Was die Effekte und Musik angeht, möchte ich nur noch ein paar Zeilen loswerden: Musikalisch werden viele Themen aus den beiden Vorgängerfilmen aufgegriffen und für die einzelnen Helden erneut verwendet, überhaupt ist der Score sehr breitwandig aufgestellt und untermalt die epischen Momente gekonnt. Effekttechnisch ist der Film häufig in etwa on par mit seiner Kinoversion, aber vor allem Steppenwolf (Ciarán Hinds) hat ein gigantisches Upgrade erfahren und sieht nicht nur weit besser und bedrohlicher aus; er darf auch häufiger unter Beweis stellen, wieso er in diesem Universum gefürchtet wird. Aus dem Schurken wird in der Langfassung nun sicher kein Ausbund an Tiefe, aber die Modifikationen, die diese an ihm vornimmt, bzw. die Whedon aus der Kinofassung gestrichen hatte, präsentieren einen weit bessereren und ernst zu nehmenderen Schurken als 2017.
Fazit:
Ist Zack Snyders Justice League eine Art Second Coming of Christ für Comicverfilmungen? Das sicherlich nicht, denn im Grunde krankt er nach wie vor an den gleichen „Problemen“, an denen seine Vorgänger zu knapsen hatten. Das kann man dann entweder gut finden, oder man stört sich daran. Die enorm comichafte Inszenierung Synders ist nach wie vor ein Streitpunkt und ob einem der düstere Ton nun gefällt oder man sich daran stößt, ist sicher eine rein subjektive Problematik. Ich persönlich war immer auf der Seite derer, die Snyders Stil sehr schätzen und habe mich nie daran gestört, wie er seine Filme inszeniert. Vor allem der Umstand, dass viele seiner Einstellungen direkt dem Comic-Panel entsprungen scheinen, zeigt doch, mit welcher Liebe zum Detail Snyder an diese Filme herantritt.

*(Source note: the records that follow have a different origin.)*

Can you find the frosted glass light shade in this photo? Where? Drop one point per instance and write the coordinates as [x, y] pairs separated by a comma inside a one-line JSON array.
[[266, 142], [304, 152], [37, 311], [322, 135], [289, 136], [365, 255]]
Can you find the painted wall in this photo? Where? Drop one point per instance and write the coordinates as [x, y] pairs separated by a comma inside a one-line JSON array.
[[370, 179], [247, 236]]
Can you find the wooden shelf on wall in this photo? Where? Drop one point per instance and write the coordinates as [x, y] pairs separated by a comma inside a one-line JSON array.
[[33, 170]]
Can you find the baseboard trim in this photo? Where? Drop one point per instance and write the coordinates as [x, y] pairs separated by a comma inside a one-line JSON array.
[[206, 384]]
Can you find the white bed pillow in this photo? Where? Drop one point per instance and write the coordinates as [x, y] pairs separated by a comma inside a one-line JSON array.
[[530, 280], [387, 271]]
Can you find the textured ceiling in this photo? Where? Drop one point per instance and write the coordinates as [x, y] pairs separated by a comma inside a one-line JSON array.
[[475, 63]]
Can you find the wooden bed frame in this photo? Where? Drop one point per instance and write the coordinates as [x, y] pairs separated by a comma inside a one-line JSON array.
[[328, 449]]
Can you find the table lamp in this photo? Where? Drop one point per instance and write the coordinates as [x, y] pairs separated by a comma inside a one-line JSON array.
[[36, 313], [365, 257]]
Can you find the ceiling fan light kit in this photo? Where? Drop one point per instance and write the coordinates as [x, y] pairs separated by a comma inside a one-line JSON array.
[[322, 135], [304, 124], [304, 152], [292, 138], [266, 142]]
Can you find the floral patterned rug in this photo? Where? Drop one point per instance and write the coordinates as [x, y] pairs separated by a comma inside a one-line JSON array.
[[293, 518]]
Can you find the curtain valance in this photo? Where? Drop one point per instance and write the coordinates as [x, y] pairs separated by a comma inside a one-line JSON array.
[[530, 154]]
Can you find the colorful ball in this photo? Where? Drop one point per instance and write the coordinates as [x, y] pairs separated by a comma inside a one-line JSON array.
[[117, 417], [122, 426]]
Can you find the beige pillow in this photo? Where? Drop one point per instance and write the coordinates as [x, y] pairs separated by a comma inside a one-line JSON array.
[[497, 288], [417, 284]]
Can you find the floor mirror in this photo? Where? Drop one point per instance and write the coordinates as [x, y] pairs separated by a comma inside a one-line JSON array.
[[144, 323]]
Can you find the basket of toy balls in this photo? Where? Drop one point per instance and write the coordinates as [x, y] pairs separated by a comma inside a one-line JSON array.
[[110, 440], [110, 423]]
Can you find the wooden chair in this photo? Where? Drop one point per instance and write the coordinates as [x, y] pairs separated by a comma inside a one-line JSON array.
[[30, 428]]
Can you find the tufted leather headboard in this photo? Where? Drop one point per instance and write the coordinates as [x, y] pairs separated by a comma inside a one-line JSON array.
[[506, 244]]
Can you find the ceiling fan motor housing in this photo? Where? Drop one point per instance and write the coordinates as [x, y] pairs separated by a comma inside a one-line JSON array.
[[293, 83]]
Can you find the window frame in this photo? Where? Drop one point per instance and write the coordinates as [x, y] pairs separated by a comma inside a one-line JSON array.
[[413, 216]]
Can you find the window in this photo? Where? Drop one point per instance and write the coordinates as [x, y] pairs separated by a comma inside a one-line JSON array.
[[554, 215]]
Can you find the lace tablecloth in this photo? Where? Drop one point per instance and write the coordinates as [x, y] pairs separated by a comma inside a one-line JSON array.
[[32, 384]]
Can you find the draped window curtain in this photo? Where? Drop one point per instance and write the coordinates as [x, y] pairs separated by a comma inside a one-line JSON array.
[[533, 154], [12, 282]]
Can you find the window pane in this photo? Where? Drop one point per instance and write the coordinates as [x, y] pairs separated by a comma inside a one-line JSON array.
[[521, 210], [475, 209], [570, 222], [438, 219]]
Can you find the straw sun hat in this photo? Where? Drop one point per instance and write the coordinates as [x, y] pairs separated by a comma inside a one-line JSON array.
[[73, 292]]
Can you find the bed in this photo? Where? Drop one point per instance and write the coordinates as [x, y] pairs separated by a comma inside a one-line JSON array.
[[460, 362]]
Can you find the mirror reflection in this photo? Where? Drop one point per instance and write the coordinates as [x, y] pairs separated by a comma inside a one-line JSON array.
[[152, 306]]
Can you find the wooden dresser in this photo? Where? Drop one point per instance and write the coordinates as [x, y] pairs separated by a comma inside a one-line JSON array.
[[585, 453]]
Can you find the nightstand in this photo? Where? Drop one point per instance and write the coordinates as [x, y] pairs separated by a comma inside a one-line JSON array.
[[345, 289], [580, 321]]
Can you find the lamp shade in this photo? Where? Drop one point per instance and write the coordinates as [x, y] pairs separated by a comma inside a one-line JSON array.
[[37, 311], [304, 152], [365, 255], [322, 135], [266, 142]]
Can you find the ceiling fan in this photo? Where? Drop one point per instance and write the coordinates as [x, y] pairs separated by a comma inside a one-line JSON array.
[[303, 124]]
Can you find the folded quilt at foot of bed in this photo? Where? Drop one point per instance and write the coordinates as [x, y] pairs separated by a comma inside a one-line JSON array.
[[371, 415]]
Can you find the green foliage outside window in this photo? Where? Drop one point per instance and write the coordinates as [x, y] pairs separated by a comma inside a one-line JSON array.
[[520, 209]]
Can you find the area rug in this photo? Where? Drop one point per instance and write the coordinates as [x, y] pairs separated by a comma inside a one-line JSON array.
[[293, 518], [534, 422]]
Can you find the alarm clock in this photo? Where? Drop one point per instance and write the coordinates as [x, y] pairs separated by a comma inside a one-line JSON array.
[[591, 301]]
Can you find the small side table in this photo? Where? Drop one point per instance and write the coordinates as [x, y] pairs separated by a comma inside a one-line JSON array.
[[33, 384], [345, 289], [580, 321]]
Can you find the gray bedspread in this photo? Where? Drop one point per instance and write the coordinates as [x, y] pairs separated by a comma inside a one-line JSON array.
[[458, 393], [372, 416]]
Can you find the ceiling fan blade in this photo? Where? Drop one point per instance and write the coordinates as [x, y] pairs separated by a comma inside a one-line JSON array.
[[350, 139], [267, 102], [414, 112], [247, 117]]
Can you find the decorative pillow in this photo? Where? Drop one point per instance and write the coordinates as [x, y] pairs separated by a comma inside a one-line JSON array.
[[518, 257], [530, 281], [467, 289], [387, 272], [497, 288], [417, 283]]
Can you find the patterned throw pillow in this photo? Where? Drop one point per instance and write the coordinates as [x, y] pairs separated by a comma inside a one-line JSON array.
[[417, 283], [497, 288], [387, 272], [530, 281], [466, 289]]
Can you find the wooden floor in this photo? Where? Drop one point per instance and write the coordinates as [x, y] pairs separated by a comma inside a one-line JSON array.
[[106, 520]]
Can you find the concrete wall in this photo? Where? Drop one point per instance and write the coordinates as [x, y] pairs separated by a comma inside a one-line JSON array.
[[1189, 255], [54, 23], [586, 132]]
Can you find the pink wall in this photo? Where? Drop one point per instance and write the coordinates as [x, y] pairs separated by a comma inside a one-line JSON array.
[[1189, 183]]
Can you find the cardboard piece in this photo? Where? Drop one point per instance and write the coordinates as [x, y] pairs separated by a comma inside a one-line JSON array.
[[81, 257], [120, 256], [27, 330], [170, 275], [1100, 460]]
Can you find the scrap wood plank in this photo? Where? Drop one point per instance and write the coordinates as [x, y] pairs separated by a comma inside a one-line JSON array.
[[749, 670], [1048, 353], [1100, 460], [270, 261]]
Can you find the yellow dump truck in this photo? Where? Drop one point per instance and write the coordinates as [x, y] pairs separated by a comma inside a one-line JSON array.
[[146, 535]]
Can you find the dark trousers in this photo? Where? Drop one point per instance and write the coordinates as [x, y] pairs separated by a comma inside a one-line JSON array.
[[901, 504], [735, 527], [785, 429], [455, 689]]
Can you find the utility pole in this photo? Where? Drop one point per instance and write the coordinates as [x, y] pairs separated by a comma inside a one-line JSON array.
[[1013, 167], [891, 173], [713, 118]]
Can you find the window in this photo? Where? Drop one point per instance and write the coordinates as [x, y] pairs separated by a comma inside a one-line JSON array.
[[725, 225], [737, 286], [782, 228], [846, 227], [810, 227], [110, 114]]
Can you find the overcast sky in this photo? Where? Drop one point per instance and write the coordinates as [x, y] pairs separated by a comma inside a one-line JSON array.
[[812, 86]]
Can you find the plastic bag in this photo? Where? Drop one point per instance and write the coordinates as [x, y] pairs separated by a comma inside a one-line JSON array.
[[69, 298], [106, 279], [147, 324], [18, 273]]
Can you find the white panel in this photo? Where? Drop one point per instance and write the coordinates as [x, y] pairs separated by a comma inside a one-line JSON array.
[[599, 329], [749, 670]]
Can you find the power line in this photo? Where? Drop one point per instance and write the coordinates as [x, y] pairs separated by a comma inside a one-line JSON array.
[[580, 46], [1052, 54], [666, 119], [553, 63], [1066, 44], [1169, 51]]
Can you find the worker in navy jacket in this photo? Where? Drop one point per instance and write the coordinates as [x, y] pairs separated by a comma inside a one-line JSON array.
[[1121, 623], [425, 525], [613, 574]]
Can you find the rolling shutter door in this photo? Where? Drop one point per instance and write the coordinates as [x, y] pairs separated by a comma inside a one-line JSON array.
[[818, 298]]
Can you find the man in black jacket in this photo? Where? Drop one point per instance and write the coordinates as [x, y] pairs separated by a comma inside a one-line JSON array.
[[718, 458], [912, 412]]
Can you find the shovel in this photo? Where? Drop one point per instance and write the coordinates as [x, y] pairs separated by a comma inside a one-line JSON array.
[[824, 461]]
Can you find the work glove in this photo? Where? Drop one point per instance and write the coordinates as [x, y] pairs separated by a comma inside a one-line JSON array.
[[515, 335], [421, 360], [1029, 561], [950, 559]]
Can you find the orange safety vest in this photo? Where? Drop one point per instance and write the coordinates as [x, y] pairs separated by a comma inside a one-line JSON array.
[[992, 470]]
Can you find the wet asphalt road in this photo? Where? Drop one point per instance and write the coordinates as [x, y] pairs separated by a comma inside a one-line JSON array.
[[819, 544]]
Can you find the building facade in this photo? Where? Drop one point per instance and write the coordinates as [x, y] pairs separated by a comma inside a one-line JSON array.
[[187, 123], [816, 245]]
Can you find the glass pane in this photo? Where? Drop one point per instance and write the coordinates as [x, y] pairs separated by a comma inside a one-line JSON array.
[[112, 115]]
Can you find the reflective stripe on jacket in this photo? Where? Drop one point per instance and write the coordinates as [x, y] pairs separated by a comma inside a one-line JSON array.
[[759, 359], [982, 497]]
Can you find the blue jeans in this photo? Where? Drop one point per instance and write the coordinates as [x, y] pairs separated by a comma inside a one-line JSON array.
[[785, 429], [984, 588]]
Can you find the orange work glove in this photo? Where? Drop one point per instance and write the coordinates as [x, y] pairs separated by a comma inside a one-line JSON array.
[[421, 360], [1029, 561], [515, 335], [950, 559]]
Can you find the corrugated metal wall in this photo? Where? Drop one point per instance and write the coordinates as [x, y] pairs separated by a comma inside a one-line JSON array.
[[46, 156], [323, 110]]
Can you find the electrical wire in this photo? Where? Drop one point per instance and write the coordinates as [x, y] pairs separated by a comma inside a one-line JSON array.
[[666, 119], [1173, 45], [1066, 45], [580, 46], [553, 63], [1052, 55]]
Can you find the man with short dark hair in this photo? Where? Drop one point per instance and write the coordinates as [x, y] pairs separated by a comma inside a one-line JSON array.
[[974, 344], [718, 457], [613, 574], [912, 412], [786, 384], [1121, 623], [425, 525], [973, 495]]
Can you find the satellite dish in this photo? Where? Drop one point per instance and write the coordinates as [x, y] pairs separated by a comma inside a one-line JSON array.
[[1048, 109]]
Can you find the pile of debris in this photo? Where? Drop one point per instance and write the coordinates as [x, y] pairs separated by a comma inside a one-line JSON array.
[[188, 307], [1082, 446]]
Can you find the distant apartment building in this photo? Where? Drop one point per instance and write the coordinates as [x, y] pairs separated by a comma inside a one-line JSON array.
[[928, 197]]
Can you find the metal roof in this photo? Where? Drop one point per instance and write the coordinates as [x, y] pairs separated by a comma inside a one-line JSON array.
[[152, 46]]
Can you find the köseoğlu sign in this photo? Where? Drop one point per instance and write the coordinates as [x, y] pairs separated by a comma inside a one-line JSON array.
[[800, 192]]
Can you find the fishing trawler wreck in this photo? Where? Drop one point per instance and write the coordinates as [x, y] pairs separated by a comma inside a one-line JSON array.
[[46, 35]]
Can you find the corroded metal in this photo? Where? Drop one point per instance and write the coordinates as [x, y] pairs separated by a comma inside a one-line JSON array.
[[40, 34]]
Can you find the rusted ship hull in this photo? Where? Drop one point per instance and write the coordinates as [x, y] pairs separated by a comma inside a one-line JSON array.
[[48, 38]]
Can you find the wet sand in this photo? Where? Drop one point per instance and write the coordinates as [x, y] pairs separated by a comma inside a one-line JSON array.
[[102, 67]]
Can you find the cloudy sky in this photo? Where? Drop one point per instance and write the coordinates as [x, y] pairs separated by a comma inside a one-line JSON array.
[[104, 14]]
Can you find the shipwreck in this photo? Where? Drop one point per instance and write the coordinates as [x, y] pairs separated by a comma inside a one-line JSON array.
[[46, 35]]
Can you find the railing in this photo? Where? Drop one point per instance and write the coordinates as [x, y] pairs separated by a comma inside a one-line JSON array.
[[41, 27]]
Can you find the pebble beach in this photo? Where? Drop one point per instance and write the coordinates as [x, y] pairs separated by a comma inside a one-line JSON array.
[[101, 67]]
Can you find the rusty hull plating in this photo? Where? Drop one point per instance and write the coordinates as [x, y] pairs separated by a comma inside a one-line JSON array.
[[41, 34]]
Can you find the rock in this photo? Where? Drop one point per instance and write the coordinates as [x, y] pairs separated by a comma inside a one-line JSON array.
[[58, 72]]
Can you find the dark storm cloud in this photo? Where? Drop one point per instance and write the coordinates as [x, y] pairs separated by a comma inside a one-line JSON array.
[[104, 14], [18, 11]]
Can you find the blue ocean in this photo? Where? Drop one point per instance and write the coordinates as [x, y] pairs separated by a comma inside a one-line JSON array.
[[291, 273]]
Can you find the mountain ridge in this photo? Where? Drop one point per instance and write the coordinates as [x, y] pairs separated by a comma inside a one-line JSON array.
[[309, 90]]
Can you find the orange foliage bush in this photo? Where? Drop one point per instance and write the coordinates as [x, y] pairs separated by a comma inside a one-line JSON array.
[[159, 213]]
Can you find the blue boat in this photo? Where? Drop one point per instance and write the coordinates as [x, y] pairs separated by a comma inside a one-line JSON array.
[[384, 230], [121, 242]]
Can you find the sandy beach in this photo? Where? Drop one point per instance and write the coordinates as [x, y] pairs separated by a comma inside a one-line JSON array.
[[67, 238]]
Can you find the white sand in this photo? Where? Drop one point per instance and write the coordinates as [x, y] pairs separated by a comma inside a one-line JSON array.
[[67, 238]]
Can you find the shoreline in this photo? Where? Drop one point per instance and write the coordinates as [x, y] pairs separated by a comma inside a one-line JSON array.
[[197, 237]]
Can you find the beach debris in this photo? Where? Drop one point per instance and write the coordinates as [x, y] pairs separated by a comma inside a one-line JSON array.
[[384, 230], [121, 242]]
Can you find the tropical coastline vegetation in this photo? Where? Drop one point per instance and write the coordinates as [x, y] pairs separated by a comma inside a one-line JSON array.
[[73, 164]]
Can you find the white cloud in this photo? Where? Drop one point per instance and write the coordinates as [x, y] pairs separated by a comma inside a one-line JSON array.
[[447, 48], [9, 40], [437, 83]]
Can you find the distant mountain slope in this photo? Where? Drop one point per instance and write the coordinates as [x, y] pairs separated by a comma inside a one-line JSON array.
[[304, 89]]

Sehr wilkommen war auch der Umstand, dass der Film seinen Figuren und dem Plot endlich den Raum zu Atmen eingesteht, den sie benötigen und keine zwei Stunden Action-Wundertüte mit Marvel-Anstrich lieferte, wie die Josstice League 2017. Vielmehr ist es eine epische Zusammenkunft der größten DC-Helden, die ihre beinahe 4 Stunden Laufzeit gut füllt und sehr selten Längen aufkommen lässt. Sicher: DC/Warner hätte den Film damals nach hinten schieben und die Solofilme vorziehen sollen – darüber sind wir uns sicherlich alle einig - aber gemessen an dem, was möglich war, ist Snyder hier durchaus ein echtes Kunststück gelungen. Nun bleibt im Anschluss bloß eines: Hoffen, dass Warner das Potenzial dieser Geschichte sieht und die Fans dem Film die Aufmerksamkeit angedeihen lassen, die er verdient hätte, damit, gerne auch nochmal in Zusammenarbeit mit HBO Max, vielleicht doch eine Fortsetzung kommen kann. Denn ich würde zu gerne sehen, wie Snyder für dieses DCEU weitere Geschichten kreiert, da das Ende, wie erwartet, natürlich offen bleibt.
Von mir bekommt Zack Synders Justice League jedenfalls
4,5/5 Hüte bzw. 9/10 Punkte
und die Empfehlung, insbesondere an alle Fans der beiden Vorgänger, dem Film unbedingt die Chance zu geben. Es lohnt sich!